Laboratory analysis – CSF and plasma samples were collected within an interval of 48 hours between each other and stored at - 700C until the time of processing within a maximum period of 6 months. HIV-1 RNA was quantified by the nucleic acid sequence based amplification (NASBA) technique using centrifuged plasma and not centrifuged CSF according to manufacturer instructions (Nuclisens HIV-1 QT, Organon TeKniKa, Boxtel, Netherlands), with a sensitivity of 80 copies/ml (1.90 log10 copies/ml). CSF samples containing more than 10 red cells/ml were excluded from the analysis. In addition, the number of cells and protein concentration were determined in CSF samples.

Among the samples collected, HIV-1 RNA was quantified in 90 CSF and 73 plasma samples. Seventy samples of 70 patients had valid quantification in both plasma and CSF.

Statistical analysis – The nonparametric Mann-Whitney test was used to determine the effect of the presence of neurological disease and use of ARV therapy on CSF and plasma viral load. Viral load and the characteristics of the different groups of patients with and without neurological diseases were compared by the nonparametric Mann-Whitney test and chi-square test. The correlation between viral load and CD4 count was determined using nonparametric Spearman’s rank correlation. p values of < 0.05 were considered to indicate statistical significance.

CSF and plasma viral loads were log10 transformed since the HIV-1 RNA levels showed no normal distribution. For patients with undetectable HIV-1 RNA, a log-scale value of 0 was assigned to avoid the problem of expressing zero logarithmically. All statistical analyses were performed with the SPSS 8.0 program (SPSS Inc.).

RESULTS

Patient characteristics – The mean CD4+ T lymphocyte count was 137 cells/mm3 and no differences were observed in mean or median CD4 counts between patients with different types of neurological diseases and between those undergoing ARV therapy or not. Fifty-two (54%) of the 97 patients used ARV drugs, all in the HAART regimen. Seven (13.5%) patients used one drug that crossed the blood-brain barrier, 24 (46.2%) used two drugs, 20 (38.5%) used three drugs, and one patient used four drugs. The mean duration of ARV therapy was 10.4 months.

Comparison between the groups with and without active neurological diseases showed no significant difference in gender, CD4 count, use of ARV therapy or mean CSF protein content. In contrast, a significant difference was observed in terms of the number of cells in CSF, presence of pleocytosis in CSF, duration of HIV infection, and death during hospitalization (Table 2).

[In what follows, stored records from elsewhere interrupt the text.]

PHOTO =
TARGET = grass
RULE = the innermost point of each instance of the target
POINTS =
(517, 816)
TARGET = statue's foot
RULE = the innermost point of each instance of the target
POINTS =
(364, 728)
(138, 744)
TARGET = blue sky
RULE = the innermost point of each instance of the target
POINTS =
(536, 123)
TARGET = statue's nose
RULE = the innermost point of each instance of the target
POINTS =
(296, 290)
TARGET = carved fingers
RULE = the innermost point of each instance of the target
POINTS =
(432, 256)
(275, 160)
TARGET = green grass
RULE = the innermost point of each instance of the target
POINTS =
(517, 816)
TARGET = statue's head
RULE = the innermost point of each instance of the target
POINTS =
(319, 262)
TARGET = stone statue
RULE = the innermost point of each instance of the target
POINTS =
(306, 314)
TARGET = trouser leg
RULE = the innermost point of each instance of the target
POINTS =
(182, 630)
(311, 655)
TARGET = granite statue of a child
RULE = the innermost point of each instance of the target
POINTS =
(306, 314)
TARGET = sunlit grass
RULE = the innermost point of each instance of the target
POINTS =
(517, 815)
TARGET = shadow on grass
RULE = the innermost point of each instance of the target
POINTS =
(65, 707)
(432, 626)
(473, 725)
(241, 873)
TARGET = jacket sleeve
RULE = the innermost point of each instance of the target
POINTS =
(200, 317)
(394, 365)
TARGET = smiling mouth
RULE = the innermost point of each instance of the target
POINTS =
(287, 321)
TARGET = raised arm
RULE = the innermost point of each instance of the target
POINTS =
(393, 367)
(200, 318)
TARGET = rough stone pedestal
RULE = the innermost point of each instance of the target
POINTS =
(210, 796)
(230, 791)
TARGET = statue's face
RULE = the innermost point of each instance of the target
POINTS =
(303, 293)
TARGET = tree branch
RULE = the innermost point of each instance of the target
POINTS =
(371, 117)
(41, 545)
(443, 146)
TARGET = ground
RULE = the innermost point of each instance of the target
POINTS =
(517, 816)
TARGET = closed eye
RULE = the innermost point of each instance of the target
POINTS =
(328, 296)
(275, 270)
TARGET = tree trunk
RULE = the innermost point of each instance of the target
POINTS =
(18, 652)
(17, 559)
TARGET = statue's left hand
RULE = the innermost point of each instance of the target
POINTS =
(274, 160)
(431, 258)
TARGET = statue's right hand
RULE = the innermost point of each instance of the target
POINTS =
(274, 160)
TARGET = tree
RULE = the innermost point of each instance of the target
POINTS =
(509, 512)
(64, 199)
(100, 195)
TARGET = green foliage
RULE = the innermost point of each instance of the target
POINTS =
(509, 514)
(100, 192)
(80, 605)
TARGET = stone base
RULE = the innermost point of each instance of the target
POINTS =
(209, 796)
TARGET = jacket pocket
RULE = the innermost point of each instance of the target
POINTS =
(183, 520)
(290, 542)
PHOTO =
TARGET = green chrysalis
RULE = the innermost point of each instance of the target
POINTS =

Association between CSF and plasma viral load and neurological disease – Median HIV-1 RNA levels in CSF were higher in patients with neurological diseases than in neurologically asymptomatic subjects, as was the median plasma viral load but the latter was not statistically significant (Table 2).

The CSF and plasma HIV-1 RNA means were, respectively, 0.84 and 2.39 log10 copies/mL in patients without neurological disease, while they were 2.44 and 3.68 log10 copies/mL in patients with neurological disease. The ratio of mean CSF viral load of patients with and without neurological disease was 2.9 and the ratio of mean plasma viral load of patients with and without neurological disease was 1.5, showing that CSF viral load was almost 3 times higher in patients with neurological disease compared to those without neurological disease, whereas plasma viral load was 1.5 times higher in patients with neurological disease.

The median of CSF HIV-1 RNA was <1.9 log10 copies/mL in patients without neurological disease, 2.99 log10 in patients with general opportunistic disease, 2.62 log10 in patients with diseases directly related to HIV, 2.99 log10 in patients with cerebral toxoplasmosis, 3.69 log10 in patients with cryptococcal meningitis, and 3.96 log10 in patients with neurological disease of undetermined etiology. HIV-1 RNA levels in CSF were higher in all different groups of patients with neurological diseases compared to those without neurological diseases, but no difference in median HIV RNA levels in CSF was observed between these groups of diseases (Fig 1).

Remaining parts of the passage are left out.